Dr. Nico Antone, an anesthesiologist at Stanford University, is married to Alexandra, a high-powered real estate agent obsessed with money. Their son, Johnny, an 11th-grader with immense potential, struggles to get the grades he’ll need to attend an Ivy League college. After a screaming match with Alexandra, Nico moves himself and Johnny from Palo Alto, California, to his frozen childhood home of Hibbing, Minnesota. The move should help Johnny improve his grades and thus seem more attractive to universities, but Nico loves the freedom from his wife, too. Hibbing also happens to be the hometown of music icon Bob Dylan. Joining the hospital staff, Nico runs afoul of a grouchy nurse anesthetist calling himself Bobby Dylan, who plays Dylan songs twice a week in a bar called Heaven’s Door. As Nico and Johnny settle in, their lives turn around; they even start dating the gorgeous mother/daughter pair of Lena and Echo Johnson. However, when Johnny accidentally impregnates Echo, the lives of the Hibbing transplants start to implode. In true page-turner fashion, first-time novelist Novak gets started by killing soulless Alexandra, which accelerates the downfall of his underdog protagonist now accused of murder. Dialogue is pitch-perfect, and the insults hurled between Nico and his wife are as hilarious as they are hurtful: “Are you my husband, Nico?

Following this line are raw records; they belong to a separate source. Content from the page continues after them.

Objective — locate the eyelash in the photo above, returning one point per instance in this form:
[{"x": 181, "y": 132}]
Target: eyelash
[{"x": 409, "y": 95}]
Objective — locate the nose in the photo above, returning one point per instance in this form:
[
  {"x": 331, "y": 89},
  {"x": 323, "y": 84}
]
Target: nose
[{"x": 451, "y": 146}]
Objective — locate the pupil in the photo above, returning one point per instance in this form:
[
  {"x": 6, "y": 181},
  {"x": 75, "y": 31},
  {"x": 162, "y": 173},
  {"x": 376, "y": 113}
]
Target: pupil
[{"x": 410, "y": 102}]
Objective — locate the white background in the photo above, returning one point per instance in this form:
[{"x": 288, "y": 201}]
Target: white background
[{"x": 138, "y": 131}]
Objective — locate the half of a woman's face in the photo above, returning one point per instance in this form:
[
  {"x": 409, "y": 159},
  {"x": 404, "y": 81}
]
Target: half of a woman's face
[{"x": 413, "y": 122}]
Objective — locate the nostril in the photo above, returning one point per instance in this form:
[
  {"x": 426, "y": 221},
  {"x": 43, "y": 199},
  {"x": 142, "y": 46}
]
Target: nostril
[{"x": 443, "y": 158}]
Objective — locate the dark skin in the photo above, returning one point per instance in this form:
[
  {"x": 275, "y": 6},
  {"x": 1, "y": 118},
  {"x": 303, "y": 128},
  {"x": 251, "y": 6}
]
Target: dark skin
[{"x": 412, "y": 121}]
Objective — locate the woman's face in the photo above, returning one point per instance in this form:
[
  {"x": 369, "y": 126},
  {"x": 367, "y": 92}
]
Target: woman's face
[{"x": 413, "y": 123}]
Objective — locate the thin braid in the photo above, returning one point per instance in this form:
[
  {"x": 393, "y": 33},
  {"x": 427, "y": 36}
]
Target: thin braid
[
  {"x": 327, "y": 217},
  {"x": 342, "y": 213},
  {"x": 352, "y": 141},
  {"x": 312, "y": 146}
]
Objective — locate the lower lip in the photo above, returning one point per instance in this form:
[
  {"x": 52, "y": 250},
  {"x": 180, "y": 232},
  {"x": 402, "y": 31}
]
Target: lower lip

Or my dependent?” The author’s medical expertise proves central to the plot, and there are a few grisly moments, as when “dark blood percolated” from a patient’s nostrils “like coffee grounds.” Bob Dylan details add quirkiness to what might otherwise be a chilly revenge tale; we’re told, for instance, that Dylan taught “every singer with a less-than-perfect voice…how to sneer and twist off syllables.” Courtroom scenes toward the end crackle with energy, though one scene involving a snowmobile ties up a certain plot thread too neatly. By the end, Nico has rolled with a great many punches.

Nuanced characterization and crafty details help this debut soar.